Zsofia Anna Toth, “Mae West and ‘Charged Humor'”
This paper aims to argue that even if Mae West is usually remembered ‘only’ as a sex goddess, her comedic agenda was much more profound than that as she pursued a social justice project. Although, she is remembered primarily as a performer, she was always the writer of what she performed likewise while also having creative control over her productions, so she was the auteur of these works. Relying on Rebecca Krefting’s concept of “charged humor” (2014), I intend to argue that West embodied the democratic spirit of the US while she tried to speak up for everybody. So, Krefting’s current concept of “charged humor” applies to West since she wanted to secure cultural citizenship, promote social justice as well as initiate social change and contribute primarily to the amelioration of women’s lives and situation, yet also to those of other minorities and disadvantaged groups.

Nick Turner, “‘The Naked Seagull’: control versus absurdity in Barbara Pym’s early work”
Increasingly recognised as one of the great comic writers of the mid-twentieth century, Barbara Pym has a wide, even cult, readership for her novels today. Comedies of manners, domestic comedy and academic satire are modes she employs, as well as showing the influence of Austen, Trollope and Gaskell in her comedy of the recognisable and familiar. Nonetheless, it is important to recognise her love of the absurd, and her moments of wildness and subversion which set her apart from her predecessors. Looking at extracts from her early work – drafts unpublished in her lifetime as well as Crampton Hodnet and Some Tame Gazelle – I will discuss Pym’s love of eccentricity, and how her moments of absurdity show a writer straining at the canons of literary comedy – even if she never deserts them. 

Mario Valori, “Chimney’s a Fine and Private Play”
With the only partial exception of The Mousetrap, Agatha Christie’s plays have never enjoyed the same success as her novels. However, academics should pay more attention to this material, especially when it comes to adaptations of previous stories. A comparative analysis, in these cases, could be highly fruitful for both the literary scholar and the cultural historian: the former can profitably explore creative processes (the very nature of detective fiction, focused on the challenge to the reader, demands radical interventions, far more significant than those required by any other literary genre), while the latter can identify and categorize the tastes and expectations of different target audiences in those years. Chimneys, a 1931 play based on the novel The Secret of Chimneys (1926), offers all this and much more. The Chimneys cycle represents Christie’s most sincere and lively drift towards Wodehouse’s ironic and light style, humorous parodies of the crime fiction genre rather than detective stories.

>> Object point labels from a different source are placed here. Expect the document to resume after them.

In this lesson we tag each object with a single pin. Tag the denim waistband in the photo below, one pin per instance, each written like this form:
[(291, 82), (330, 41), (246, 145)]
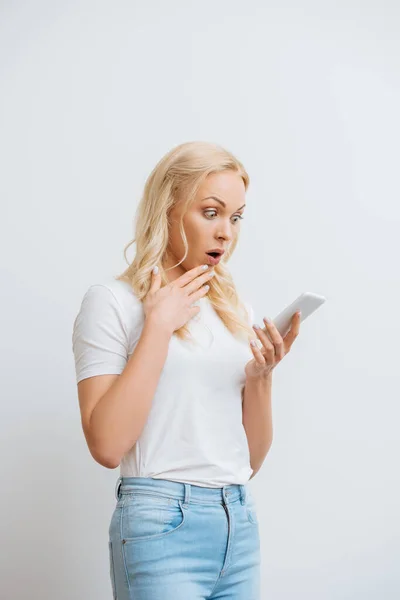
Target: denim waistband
[(186, 492)]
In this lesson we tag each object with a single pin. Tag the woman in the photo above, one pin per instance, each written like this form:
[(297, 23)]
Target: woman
[(172, 390)]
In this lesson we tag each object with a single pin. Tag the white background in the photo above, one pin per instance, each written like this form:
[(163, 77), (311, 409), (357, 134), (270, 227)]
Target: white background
[(307, 95)]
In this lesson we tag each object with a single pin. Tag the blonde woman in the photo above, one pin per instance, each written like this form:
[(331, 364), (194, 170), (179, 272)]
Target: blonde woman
[(172, 391)]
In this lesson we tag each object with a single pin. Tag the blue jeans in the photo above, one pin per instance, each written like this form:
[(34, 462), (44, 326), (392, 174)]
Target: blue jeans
[(177, 541)]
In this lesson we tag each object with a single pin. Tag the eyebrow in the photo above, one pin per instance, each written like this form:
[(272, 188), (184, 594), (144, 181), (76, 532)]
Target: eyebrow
[(220, 201)]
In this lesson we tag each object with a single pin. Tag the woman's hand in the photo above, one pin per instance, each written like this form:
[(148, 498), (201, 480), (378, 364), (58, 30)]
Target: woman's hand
[(266, 358)]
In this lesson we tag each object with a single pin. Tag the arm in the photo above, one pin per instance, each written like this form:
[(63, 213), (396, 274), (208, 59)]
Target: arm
[(257, 419), (119, 416)]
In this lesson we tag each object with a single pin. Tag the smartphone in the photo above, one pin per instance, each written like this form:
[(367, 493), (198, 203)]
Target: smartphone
[(307, 303)]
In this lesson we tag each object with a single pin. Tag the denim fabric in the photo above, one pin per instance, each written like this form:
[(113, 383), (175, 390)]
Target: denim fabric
[(177, 541)]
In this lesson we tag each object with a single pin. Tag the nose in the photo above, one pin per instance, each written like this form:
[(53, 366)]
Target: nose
[(225, 231)]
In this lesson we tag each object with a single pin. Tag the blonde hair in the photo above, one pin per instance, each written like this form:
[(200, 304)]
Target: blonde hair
[(180, 173)]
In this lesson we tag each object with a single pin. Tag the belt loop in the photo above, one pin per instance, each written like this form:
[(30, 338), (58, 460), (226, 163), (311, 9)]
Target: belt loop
[(117, 487), (187, 494)]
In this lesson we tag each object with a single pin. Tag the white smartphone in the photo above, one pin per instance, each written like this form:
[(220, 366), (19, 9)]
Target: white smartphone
[(307, 303)]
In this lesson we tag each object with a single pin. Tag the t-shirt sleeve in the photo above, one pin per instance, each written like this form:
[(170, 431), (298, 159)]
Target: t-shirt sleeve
[(99, 338)]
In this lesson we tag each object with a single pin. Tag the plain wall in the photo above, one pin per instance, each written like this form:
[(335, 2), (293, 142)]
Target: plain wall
[(307, 95)]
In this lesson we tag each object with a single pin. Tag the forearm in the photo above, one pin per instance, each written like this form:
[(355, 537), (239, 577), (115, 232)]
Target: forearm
[(121, 414), (257, 419)]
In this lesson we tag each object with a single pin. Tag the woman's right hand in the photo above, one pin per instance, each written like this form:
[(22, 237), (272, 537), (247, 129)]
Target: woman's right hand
[(171, 306)]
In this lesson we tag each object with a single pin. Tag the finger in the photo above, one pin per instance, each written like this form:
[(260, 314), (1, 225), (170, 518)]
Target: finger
[(293, 331), (268, 346), (276, 338), (258, 355), (155, 280)]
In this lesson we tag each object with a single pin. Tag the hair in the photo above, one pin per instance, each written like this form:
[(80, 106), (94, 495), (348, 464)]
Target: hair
[(180, 173)]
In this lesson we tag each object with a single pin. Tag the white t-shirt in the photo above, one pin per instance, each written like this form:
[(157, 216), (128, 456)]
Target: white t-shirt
[(194, 432)]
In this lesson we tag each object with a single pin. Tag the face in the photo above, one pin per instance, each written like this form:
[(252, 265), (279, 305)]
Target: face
[(208, 224)]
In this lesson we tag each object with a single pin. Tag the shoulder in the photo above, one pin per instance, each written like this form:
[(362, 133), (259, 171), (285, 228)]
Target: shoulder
[(113, 301), (117, 292)]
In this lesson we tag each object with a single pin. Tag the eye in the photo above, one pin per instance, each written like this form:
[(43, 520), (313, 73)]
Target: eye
[(214, 211)]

This comedy had been lost for over seventy years; a critical analysis of this peculiar text seems to me the best tribute to celebrate the twentieth anniversary of its rediscovery.

Tom Zille, “Austenian Irony in Women’s Fiction of the Interwar Years
Interwar Britain saw an unprecedented level of interest in the life and works of Jane Austen as well as her canonization as a major English literary classic. Her influence on the literature of the period, however, remains underexplored. This paper examines the legacy of that key feature of Austen’s writing, her irony, in the works of anglophone novelists influenced by Austen’s style including Georgette Heyer (1902-1974), Ivy Compton-Burnett (1884-1969), and Jessie Redmon Fauset (1882-1961). These and other writers in the period adapted the model of Austenian irony in transformative ways, sharing in a tradition of Austenian comedy that cuts across critical distinctions such as middlebrow/highbrow or modernist/realist.